# Water softener problem



## CraigFL (Oct 9, 2006)

My Sears water softener of 6 years cause me problems the other day. Before I went to bed the other night, I turned on the faucet and no water came out. I assumed the city had turned it off because of some problem. The next morning I woke up and found the water still off but I heard the sound of running water. I went to the basement and found several inches of water on the floor and the brine tank running over. Whatever happened caused the filter media to expel all over the floor too.  

When I read how the system is supposed to work, I can't understand how the house water would ever be shut off or how the media would be washed out of the tank.

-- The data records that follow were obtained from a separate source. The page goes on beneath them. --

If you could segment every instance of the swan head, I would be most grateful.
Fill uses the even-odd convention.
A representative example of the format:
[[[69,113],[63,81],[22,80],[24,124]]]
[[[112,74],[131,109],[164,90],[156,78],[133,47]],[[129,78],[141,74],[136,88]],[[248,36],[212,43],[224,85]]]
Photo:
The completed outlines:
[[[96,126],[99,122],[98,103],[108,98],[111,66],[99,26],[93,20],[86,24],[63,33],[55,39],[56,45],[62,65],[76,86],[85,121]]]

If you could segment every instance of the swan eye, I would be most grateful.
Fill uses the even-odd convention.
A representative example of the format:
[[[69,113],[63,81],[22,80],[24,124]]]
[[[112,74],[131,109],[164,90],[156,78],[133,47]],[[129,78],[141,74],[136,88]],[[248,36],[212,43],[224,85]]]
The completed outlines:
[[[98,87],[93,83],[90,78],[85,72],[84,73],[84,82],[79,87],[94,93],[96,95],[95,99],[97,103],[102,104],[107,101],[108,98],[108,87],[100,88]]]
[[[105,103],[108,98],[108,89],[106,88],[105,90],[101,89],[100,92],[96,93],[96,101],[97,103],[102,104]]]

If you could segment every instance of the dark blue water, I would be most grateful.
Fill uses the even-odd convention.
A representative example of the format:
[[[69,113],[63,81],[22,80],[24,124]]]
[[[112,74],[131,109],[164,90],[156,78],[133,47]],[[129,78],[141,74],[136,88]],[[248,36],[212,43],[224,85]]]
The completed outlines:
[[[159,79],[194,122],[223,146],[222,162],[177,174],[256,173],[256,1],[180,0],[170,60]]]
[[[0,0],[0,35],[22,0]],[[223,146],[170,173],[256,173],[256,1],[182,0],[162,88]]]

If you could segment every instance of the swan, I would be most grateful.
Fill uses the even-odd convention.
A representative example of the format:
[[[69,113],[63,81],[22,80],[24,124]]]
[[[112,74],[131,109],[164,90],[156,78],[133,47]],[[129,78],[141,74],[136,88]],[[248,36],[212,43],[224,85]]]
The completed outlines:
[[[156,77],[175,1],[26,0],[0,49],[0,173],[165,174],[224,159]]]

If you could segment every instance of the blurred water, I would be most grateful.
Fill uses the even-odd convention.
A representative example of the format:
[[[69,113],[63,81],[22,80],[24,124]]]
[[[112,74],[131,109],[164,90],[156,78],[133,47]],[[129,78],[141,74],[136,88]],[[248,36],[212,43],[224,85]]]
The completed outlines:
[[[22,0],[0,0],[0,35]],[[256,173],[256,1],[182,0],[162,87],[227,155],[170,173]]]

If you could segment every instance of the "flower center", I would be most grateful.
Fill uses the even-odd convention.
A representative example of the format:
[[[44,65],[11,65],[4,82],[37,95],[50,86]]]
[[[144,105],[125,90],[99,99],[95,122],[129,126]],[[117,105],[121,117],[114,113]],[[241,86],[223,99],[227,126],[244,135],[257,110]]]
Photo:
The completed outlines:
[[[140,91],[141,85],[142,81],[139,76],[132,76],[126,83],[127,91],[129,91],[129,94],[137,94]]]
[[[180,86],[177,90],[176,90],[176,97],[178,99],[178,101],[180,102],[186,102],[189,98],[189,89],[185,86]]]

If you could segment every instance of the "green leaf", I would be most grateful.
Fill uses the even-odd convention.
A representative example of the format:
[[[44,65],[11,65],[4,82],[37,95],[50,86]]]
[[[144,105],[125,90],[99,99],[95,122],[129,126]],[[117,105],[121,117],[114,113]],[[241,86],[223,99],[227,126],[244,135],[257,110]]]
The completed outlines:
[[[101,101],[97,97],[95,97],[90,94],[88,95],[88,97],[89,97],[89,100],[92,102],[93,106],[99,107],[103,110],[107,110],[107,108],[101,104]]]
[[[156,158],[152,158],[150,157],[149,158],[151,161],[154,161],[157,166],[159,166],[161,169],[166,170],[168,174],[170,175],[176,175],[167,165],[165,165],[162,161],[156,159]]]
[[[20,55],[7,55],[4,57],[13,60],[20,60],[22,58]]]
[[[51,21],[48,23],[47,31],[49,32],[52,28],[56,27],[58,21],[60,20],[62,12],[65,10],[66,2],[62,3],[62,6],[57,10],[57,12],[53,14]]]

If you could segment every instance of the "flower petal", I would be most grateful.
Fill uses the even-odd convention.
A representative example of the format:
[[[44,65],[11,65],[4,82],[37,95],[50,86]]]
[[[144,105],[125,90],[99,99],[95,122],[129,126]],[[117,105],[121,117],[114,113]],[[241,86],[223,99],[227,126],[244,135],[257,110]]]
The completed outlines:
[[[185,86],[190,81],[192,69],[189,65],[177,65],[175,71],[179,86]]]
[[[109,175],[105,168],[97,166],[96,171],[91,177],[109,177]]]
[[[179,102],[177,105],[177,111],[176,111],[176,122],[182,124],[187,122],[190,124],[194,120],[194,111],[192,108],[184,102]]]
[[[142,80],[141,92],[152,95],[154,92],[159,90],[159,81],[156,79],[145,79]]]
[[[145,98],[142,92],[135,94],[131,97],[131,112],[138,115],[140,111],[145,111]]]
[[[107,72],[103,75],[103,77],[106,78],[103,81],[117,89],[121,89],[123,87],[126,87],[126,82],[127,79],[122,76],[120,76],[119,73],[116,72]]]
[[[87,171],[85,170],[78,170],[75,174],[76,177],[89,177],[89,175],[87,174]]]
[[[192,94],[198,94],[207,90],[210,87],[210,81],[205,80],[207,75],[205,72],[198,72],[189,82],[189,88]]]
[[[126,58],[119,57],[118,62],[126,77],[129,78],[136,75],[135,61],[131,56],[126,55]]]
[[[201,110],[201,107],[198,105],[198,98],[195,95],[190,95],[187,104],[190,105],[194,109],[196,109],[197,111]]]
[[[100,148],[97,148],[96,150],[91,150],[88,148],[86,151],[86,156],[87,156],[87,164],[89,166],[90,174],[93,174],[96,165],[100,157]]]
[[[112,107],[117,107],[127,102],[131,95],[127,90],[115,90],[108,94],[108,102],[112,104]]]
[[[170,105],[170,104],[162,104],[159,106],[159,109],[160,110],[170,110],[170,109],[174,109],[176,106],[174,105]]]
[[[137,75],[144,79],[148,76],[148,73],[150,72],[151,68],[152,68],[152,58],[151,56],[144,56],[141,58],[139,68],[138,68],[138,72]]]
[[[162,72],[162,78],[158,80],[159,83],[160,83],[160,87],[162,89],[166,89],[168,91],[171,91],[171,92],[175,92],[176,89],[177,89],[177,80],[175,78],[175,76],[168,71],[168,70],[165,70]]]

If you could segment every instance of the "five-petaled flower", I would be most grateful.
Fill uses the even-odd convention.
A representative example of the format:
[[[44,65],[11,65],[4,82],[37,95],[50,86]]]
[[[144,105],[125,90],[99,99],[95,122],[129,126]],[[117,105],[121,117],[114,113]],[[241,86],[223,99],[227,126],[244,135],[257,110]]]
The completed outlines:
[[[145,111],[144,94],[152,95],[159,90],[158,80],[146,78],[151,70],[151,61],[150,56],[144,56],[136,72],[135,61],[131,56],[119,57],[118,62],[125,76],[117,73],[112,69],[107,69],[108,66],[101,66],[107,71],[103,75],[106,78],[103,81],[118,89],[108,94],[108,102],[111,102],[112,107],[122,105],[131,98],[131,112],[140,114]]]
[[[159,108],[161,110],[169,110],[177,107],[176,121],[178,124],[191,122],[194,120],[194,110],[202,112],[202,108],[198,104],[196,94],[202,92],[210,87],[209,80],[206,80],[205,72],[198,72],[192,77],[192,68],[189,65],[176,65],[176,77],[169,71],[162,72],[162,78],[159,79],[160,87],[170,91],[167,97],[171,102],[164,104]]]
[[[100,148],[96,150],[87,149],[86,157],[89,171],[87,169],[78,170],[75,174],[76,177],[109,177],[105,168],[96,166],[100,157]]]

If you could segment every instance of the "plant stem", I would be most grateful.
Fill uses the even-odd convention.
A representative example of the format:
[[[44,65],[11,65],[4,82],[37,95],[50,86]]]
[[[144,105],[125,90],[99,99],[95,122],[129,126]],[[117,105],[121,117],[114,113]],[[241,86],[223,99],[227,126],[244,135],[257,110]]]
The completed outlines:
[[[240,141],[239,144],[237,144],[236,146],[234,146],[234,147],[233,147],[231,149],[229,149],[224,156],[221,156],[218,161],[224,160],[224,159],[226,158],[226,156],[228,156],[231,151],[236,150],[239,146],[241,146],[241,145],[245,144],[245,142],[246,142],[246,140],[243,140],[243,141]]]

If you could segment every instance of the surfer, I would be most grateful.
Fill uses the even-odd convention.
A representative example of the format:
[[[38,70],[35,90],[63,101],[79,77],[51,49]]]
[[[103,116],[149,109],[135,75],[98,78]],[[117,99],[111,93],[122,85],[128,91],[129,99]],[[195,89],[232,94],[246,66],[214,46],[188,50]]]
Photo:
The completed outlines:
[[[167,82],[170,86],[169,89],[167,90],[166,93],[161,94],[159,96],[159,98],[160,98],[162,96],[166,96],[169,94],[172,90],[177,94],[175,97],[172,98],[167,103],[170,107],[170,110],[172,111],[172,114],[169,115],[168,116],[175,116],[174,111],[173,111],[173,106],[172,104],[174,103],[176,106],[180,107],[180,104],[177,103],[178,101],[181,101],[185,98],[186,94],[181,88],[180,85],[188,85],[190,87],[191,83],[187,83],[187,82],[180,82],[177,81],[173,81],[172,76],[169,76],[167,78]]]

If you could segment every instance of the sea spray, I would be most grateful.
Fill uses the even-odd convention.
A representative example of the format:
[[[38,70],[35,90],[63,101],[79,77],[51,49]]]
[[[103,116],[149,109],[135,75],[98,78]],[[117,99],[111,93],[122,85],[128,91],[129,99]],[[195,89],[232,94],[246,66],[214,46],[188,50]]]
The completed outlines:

It would seem to be that the brine tank over filled because the float valve stuck or is damaged.

Ideas??


----------



## glennjanie (Oct 9, 2006)

Hey Craig:
It sounds like you may have a timer problem. It is supposed to back-wash the zeolites sometime in the wee morning hours, flush the hardeners down the drain and replace them with sodium from the brine tank. Something turned on and forgot to turn off but, there are so many different brands and kinds it would be hard to say where the problem is. If you have a book that came with it you could look at the troubleshooting guide.
There should be valves that will allow you to by-pass the softener altogether until you can find the problem. Also check for the drain for the softener, maybe it is obstructed.
Just a general clue finder would be to take the cover off the timer/valve and see if something in there is stuck.
Glenn


----------



## CraigFL (Oct 16, 2006)

Well I took it apart yesterday and found what really is the problem. The 9X40 media tank has a hole blown out the side about 1/2 way up. This tank was made by Ecowater Systems of MN. I suspect a flaw/manufacturing defect caused this because the tanks are pressure tested to over 300psi. I'm hooke to city water so I suspect the pressure didn't go much ocer the 60psi standard. 

I was lucky that I have a walkout basement so the water just flowed to the outside without too much damage....


----------



## glennjanie (Oct 17, 2006)

Congratulations, it may cost a pretty penny but it sounds like the  easiest fix you could have.
Glenn


----------